Tomorrow is Thanksgiving.  And tonight I finished a book.  I still have a lot of books that I've been meaning to review, and we will get there.  But, today, we have Heck: Where the Bad Kids Go.


Milton and Marlo Fauster, after dying in a tragic marshmallow explosion, learn that there is more to the after-life than they thought.  Since they are not eighteen, they are darned to Heck, an after-life reform school, taught by teachers such as Richard Nixon the Ethics Teacher, Lizzie Borden the home ec teacher, Mary Mallon the biology teacher, and Blackbeard their "meta"physical education teacher, as well as Maria Von Trapp the music teacher who is actually an angel, but teaches in Heck in the interest of educational equality.  You don't have to second-guess why Marlo is sent there; she's a goth-girl kleptomaniac who has never respected authority and has no intention to start now.  But not even the principal of Heck, Bea "Elsa" Bubb, knows how Milton ended up there.  His file is pitiful, with one sticky-note of petty theft, that he didn't even know he committed.  But Milton's going to do something that no one has ever done:  he's going to bust out of Heck.

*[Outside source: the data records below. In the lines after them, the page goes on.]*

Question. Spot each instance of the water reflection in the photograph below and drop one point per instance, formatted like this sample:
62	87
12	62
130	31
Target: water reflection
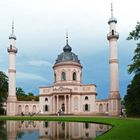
44	130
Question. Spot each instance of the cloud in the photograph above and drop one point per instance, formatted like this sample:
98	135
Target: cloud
30	76
39	63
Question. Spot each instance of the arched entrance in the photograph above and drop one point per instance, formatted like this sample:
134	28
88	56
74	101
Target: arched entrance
34	109
101	108
26	109
19	109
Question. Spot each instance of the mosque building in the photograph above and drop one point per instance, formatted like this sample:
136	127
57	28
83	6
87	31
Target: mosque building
68	94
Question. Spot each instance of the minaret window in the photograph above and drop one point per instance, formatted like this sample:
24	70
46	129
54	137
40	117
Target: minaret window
86	107
112	32
55	77
63	76
74	77
46	108
86	98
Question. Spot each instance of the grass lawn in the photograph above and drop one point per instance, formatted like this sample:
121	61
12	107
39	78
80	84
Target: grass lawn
123	128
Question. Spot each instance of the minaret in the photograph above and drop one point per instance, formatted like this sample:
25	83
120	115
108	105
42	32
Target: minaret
114	96
12	50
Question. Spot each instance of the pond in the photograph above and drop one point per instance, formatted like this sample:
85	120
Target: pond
47	130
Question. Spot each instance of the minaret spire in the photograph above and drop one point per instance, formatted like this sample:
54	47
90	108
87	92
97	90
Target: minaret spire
114	95
111	9
12	26
67	39
12	35
11	100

I was reading the reviews on Goodreads, and I don't think a lot of people "got it."  It's satirical and sarcastic and has a lot of allusions (note the main characters are Milton and Marlo Fauster who befriend Virgil).  Sure the story isn't plausible, and the characters are stereotypes, but that's not the point.  It is entertaining and witty and you just can't put the book down.  I would recommend the book to anyone who wants a nice, entertaining book that in someways hearkens back to the greatest satirists, but with a more modern sense of humor.

There was a lot of potty-humor.  They, after all, in Heck.  And Virgil is convinced the way out is threw the sewer system.  So, that's the down-side of the story. But I thought that there was a lot more smart-satire than potty-humor.

I give it 4 stars, because I felt that it was missing just a little something that I can't put my finger on, but it's very close to 5.